Applied Statistics and Bioinformatics with R and Bioconductor
Dates
22-26 January 2018
Where
Berlin
Overview
This course will provide biologists and bioinformaticians with practical statistical and data analysis skills to perform rigorous analysis of high-throughput biological data. The course assumes some familiarity with genomics and with R programming, but does not assume prior statistical training. It covers the statistical concepts necessary to design experiments and analyze high-dimensional data generated by high-throughput sequencing, including: exploratory data analysis, principal components analysis, unsupervised clustering, batch effects, linear modeling for differential expression, gene set analysis
Preparation
Come to the first class with the following installed:
- R and Bioconductor: www.bioconductor.org/install
- R Studio: https://www.rstudio.com/products/rstudio/download3/
- Github desktop client (or any other Github client): https://desktop.github.com/
Additionally, please create an account at www.github.com, and use it to introduce yourself at https://github.com/waldronlab/AppStatTrento/issues.
Labs
Each day will include a hands-on lab session, that students should attempt and hand in before the following day by committing to the course Github repository.
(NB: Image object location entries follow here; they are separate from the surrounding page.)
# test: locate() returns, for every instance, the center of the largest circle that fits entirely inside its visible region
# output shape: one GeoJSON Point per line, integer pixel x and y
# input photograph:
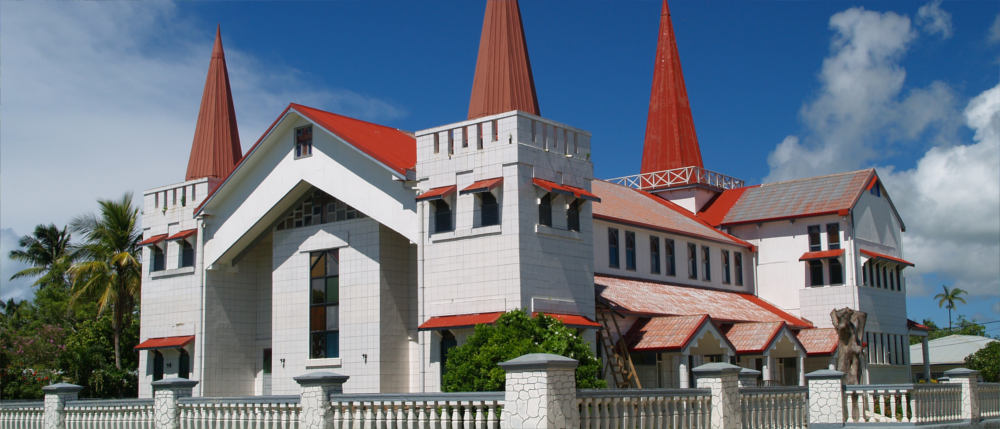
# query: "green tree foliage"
{"type": "Point", "coordinates": [986, 361]}
{"type": "Point", "coordinates": [472, 367]}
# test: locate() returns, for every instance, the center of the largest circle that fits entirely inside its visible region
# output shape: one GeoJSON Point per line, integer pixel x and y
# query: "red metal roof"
{"type": "Point", "coordinates": [482, 185]}
{"type": "Point", "coordinates": [215, 149]}
{"type": "Point", "coordinates": [165, 342]}
{"type": "Point", "coordinates": [671, 141]}
{"type": "Point", "coordinates": [436, 193]}
{"type": "Point", "coordinates": [503, 79]}
{"type": "Point", "coordinates": [664, 333]}
{"type": "Point", "coordinates": [183, 234]}
{"type": "Point", "coordinates": [753, 338]}
{"type": "Point", "coordinates": [818, 341]}
{"type": "Point", "coordinates": [622, 204]}
{"type": "Point", "coordinates": [661, 299]}
{"type": "Point", "coordinates": [821, 254]}
{"type": "Point", "coordinates": [153, 240]}
{"type": "Point", "coordinates": [869, 253]}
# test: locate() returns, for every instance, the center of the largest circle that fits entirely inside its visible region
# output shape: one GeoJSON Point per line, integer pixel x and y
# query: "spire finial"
{"type": "Point", "coordinates": [671, 141]}
{"type": "Point", "coordinates": [503, 80]}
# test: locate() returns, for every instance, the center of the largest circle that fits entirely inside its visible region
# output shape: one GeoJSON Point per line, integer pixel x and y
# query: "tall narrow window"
{"type": "Point", "coordinates": [613, 248]}
{"type": "Point", "coordinates": [668, 246]}
{"type": "Point", "coordinates": [324, 304]}
{"type": "Point", "coordinates": [692, 261]}
{"type": "Point", "coordinates": [545, 210]}
{"type": "Point", "coordinates": [739, 268]}
{"type": "Point", "coordinates": [726, 275]}
{"type": "Point", "coordinates": [654, 254]}
{"type": "Point", "coordinates": [706, 263]}
{"type": "Point", "coordinates": [630, 250]}
{"type": "Point", "coordinates": [833, 236]}
{"type": "Point", "coordinates": [303, 141]}
{"type": "Point", "coordinates": [442, 216]}
{"type": "Point", "coordinates": [814, 242]}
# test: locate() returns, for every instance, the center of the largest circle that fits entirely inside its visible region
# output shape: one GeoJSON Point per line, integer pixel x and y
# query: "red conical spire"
{"type": "Point", "coordinates": [670, 138]}
{"type": "Point", "coordinates": [216, 147]}
{"type": "Point", "coordinates": [503, 79]}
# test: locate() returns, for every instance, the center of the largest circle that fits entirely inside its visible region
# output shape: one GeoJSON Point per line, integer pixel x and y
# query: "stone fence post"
{"type": "Point", "coordinates": [969, 379]}
{"type": "Point", "coordinates": [540, 392]}
{"type": "Point", "coordinates": [166, 392]}
{"type": "Point", "coordinates": [56, 396]}
{"type": "Point", "coordinates": [723, 380]}
{"type": "Point", "coordinates": [315, 400]}
{"type": "Point", "coordinates": [826, 398]}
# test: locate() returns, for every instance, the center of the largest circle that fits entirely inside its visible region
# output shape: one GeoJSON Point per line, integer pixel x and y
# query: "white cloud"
{"type": "Point", "coordinates": [19, 289]}
{"type": "Point", "coordinates": [934, 20]}
{"type": "Point", "coordinates": [101, 97]}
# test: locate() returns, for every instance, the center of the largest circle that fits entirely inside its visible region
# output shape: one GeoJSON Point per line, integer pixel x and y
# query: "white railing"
{"type": "Point", "coordinates": [480, 410]}
{"type": "Point", "coordinates": [774, 407]}
{"type": "Point", "coordinates": [678, 177]}
{"type": "Point", "coordinates": [904, 403]}
{"type": "Point", "coordinates": [271, 412]}
{"type": "Point", "coordinates": [110, 414]}
{"type": "Point", "coordinates": [21, 414]}
{"type": "Point", "coordinates": [645, 408]}
{"type": "Point", "coordinates": [989, 400]}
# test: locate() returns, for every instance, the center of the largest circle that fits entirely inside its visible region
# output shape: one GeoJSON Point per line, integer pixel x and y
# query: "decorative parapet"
{"type": "Point", "coordinates": [684, 176]}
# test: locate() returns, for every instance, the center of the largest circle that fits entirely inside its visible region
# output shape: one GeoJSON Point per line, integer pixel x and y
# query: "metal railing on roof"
{"type": "Point", "coordinates": [678, 177]}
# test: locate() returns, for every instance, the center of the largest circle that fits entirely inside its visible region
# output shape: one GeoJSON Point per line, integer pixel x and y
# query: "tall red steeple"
{"type": "Point", "coordinates": [216, 146]}
{"type": "Point", "coordinates": [670, 138]}
{"type": "Point", "coordinates": [503, 79]}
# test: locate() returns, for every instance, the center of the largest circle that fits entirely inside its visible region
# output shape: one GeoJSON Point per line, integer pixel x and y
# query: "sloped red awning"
{"type": "Point", "coordinates": [823, 254]}
{"type": "Point", "coordinates": [153, 240]}
{"type": "Point", "coordinates": [883, 256]}
{"type": "Point", "coordinates": [183, 234]}
{"type": "Point", "coordinates": [165, 342]}
{"type": "Point", "coordinates": [482, 185]}
{"type": "Point", "coordinates": [436, 193]}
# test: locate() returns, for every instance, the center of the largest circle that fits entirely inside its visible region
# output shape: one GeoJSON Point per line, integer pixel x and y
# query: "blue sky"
{"type": "Point", "coordinates": [778, 90]}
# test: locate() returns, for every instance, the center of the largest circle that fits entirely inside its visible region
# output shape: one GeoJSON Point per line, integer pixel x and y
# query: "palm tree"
{"type": "Point", "coordinates": [48, 252]}
{"type": "Point", "coordinates": [947, 300]}
{"type": "Point", "coordinates": [109, 270]}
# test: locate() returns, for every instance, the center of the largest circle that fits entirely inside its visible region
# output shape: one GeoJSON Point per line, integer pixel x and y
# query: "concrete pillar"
{"type": "Point", "coordinates": [748, 377]}
{"type": "Point", "coordinates": [540, 392]}
{"type": "Point", "coordinates": [56, 396]}
{"type": "Point", "coordinates": [315, 400]}
{"type": "Point", "coordinates": [166, 392]}
{"type": "Point", "coordinates": [723, 380]}
{"type": "Point", "coordinates": [826, 399]}
{"type": "Point", "coordinates": [969, 379]}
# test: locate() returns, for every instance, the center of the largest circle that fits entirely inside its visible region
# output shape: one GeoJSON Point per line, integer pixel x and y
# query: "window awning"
{"type": "Point", "coordinates": [183, 234]}
{"type": "Point", "coordinates": [482, 186]}
{"type": "Point", "coordinates": [822, 254]}
{"type": "Point", "coordinates": [885, 257]}
{"type": "Point", "coordinates": [436, 193]}
{"type": "Point", "coordinates": [153, 240]}
{"type": "Point", "coordinates": [165, 342]}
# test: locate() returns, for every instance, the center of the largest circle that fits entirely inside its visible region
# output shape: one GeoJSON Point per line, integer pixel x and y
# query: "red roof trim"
{"type": "Point", "coordinates": [436, 193]}
{"type": "Point", "coordinates": [482, 186]}
{"type": "Point", "coordinates": [165, 342]}
{"type": "Point", "coordinates": [152, 240]}
{"type": "Point", "coordinates": [821, 254]}
{"type": "Point", "coordinates": [183, 234]}
{"type": "Point", "coordinates": [869, 253]}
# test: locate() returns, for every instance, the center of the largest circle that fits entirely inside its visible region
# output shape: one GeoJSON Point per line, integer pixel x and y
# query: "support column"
{"type": "Point", "coordinates": [826, 399]}
{"type": "Point", "coordinates": [540, 392]}
{"type": "Point", "coordinates": [315, 399]}
{"type": "Point", "coordinates": [166, 392]}
{"type": "Point", "coordinates": [969, 379]}
{"type": "Point", "coordinates": [723, 380]}
{"type": "Point", "coordinates": [56, 396]}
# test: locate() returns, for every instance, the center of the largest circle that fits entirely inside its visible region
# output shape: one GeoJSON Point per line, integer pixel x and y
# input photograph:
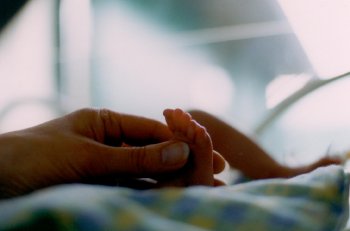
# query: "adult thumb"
{"type": "Point", "coordinates": [149, 159]}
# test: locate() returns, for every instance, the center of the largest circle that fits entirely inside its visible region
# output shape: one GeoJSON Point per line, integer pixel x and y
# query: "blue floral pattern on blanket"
{"type": "Point", "coordinates": [314, 201]}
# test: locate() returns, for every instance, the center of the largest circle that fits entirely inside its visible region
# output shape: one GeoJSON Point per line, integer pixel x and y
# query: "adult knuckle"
{"type": "Point", "coordinates": [138, 157]}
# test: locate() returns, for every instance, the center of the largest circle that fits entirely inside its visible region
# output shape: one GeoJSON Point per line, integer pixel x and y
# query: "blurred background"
{"type": "Point", "coordinates": [267, 67]}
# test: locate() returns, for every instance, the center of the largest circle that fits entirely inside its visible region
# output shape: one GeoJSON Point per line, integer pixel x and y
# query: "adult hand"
{"type": "Point", "coordinates": [86, 146]}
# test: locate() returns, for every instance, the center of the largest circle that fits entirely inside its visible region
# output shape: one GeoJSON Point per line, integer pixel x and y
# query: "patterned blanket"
{"type": "Point", "coordinates": [315, 201]}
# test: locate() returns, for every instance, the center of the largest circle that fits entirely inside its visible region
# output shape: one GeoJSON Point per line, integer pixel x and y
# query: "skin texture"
{"type": "Point", "coordinates": [245, 155]}
{"type": "Point", "coordinates": [93, 146]}
{"type": "Point", "coordinates": [203, 164]}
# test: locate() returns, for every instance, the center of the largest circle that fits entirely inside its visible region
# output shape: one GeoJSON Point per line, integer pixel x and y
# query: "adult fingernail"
{"type": "Point", "coordinates": [175, 153]}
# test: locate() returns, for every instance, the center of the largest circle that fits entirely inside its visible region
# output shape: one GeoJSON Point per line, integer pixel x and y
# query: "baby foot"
{"type": "Point", "coordinates": [199, 170]}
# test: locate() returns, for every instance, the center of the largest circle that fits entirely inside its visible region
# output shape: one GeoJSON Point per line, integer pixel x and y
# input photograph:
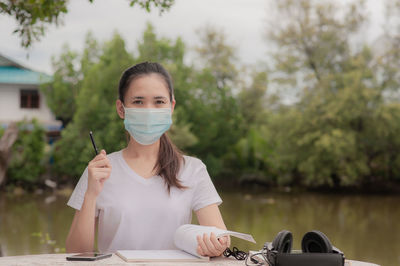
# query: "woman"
{"type": "Point", "coordinates": [139, 196]}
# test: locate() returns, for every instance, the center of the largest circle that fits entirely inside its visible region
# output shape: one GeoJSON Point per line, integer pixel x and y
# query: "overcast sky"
{"type": "Point", "coordinates": [243, 21]}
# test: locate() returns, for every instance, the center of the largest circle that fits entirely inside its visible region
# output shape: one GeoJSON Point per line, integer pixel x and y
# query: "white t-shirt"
{"type": "Point", "coordinates": [138, 213]}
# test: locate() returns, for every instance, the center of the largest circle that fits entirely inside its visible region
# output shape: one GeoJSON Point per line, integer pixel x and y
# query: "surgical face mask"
{"type": "Point", "coordinates": [146, 125]}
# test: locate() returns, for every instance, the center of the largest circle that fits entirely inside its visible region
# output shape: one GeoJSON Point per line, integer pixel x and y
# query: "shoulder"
{"type": "Point", "coordinates": [192, 163]}
{"type": "Point", "coordinates": [115, 156]}
{"type": "Point", "coordinates": [192, 170]}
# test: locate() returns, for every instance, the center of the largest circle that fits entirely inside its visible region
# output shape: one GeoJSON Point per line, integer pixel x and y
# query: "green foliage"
{"type": "Point", "coordinates": [340, 131]}
{"type": "Point", "coordinates": [95, 109]}
{"type": "Point", "coordinates": [28, 153]}
{"type": "Point", "coordinates": [34, 15]}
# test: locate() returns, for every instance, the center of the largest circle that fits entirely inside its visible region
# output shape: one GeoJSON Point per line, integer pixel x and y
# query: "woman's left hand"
{"type": "Point", "coordinates": [211, 246]}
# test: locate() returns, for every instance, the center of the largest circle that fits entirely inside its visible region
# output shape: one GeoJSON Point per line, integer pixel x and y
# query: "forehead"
{"type": "Point", "coordinates": [148, 85]}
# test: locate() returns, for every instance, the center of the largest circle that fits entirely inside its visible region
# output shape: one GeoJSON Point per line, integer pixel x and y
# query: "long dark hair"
{"type": "Point", "coordinates": [169, 156]}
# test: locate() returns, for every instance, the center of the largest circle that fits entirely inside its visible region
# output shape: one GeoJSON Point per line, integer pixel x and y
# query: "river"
{"type": "Point", "coordinates": [364, 227]}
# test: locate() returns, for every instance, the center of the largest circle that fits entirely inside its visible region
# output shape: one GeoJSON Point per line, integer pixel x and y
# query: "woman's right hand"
{"type": "Point", "coordinates": [99, 170]}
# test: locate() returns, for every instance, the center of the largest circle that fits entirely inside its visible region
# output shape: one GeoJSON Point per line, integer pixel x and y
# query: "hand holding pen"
{"type": "Point", "coordinates": [99, 170]}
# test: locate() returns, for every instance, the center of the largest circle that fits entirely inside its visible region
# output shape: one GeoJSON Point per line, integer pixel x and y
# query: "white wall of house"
{"type": "Point", "coordinates": [10, 106]}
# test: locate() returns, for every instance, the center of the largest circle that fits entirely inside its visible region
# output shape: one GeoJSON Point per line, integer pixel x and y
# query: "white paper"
{"type": "Point", "coordinates": [185, 236]}
{"type": "Point", "coordinates": [155, 255]}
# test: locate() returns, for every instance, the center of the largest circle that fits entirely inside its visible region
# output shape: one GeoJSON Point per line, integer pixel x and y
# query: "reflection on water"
{"type": "Point", "coordinates": [363, 227]}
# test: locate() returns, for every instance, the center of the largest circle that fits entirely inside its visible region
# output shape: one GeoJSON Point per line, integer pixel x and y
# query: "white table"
{"type": "Point", "coordinates": [59, 259]}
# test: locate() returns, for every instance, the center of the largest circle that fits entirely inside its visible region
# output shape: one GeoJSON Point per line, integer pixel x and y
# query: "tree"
{"type": "Point", "coordinates": [341, 130]}
{"type": "Point", "coordinates": [69, 70]}
{"type": "Point", "coordinates": [33, 16]}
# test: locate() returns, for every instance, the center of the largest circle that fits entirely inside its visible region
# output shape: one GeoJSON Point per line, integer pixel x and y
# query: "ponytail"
{"type": "Point", "coordinates": [169, 163]}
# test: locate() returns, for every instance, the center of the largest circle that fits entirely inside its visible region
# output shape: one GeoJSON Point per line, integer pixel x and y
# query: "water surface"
{"type": "Point", "coordinates": [364, 227]}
A selection of labs will be reviewed the following day.
Program
Monday 22nd - Classes from 09:30 to 17:30
Session 1 - Introduction
Lecture 1: Data distributions
- random variables
distributions
Lecture 2: Statistical inference and sampling
populations and samples
- Central Limit Theorem
t-distribution
Lab 1: Introduction to R and Bioconductor
Lab 2: Creating graphics
Tuesday 23nd - Classes from 09:30 to 17:30
Session 2- Hypothesis testing
Lecture 1: hypothesis testing concepts
- type I and II error and power
- confidence intervals
multiple hypothesis testing: false discovery rate, familywise error rate
Lecture 2: hypothesis testing in practice
hypothesis tests for categorical variables (chi-square, Fisher's exact)
- Monte Carlo simulation
- permutation tests
- bootstrap simulation
exploratory data analysis
Lab: bootstrap simulation and permutation tests
Wednesday 24th - Classes from 09:30 to 17:30
Session 3 - Linear modeling
Lecture 1: linear modeling
- linear regression and multiple regression
- model matrix and model formulae
Lecture 2: generalized linear models for count data
- intro to generalized linear models
- logistic regression and log-linear models
- Poisson and Negative Binomial error models
- Zero-inflated models
Lab: RNA-seq differential expression workflow
Thursday 25th - Classes from 09:30 to 17:30
Session 4 - Unsupervised methods
Lecture 1: distances and PCA
- distance in high dimensions
- singular value decomposition
- principal components analysis and multidimensional scaling
Lecture 2: unsupervised clustering
- unsupervised clustering
- batch effects
Lab 1: applications of unsupervised methods to shotgun metagenomics microbiome data analysis
Lab 2: option to work on students' own data.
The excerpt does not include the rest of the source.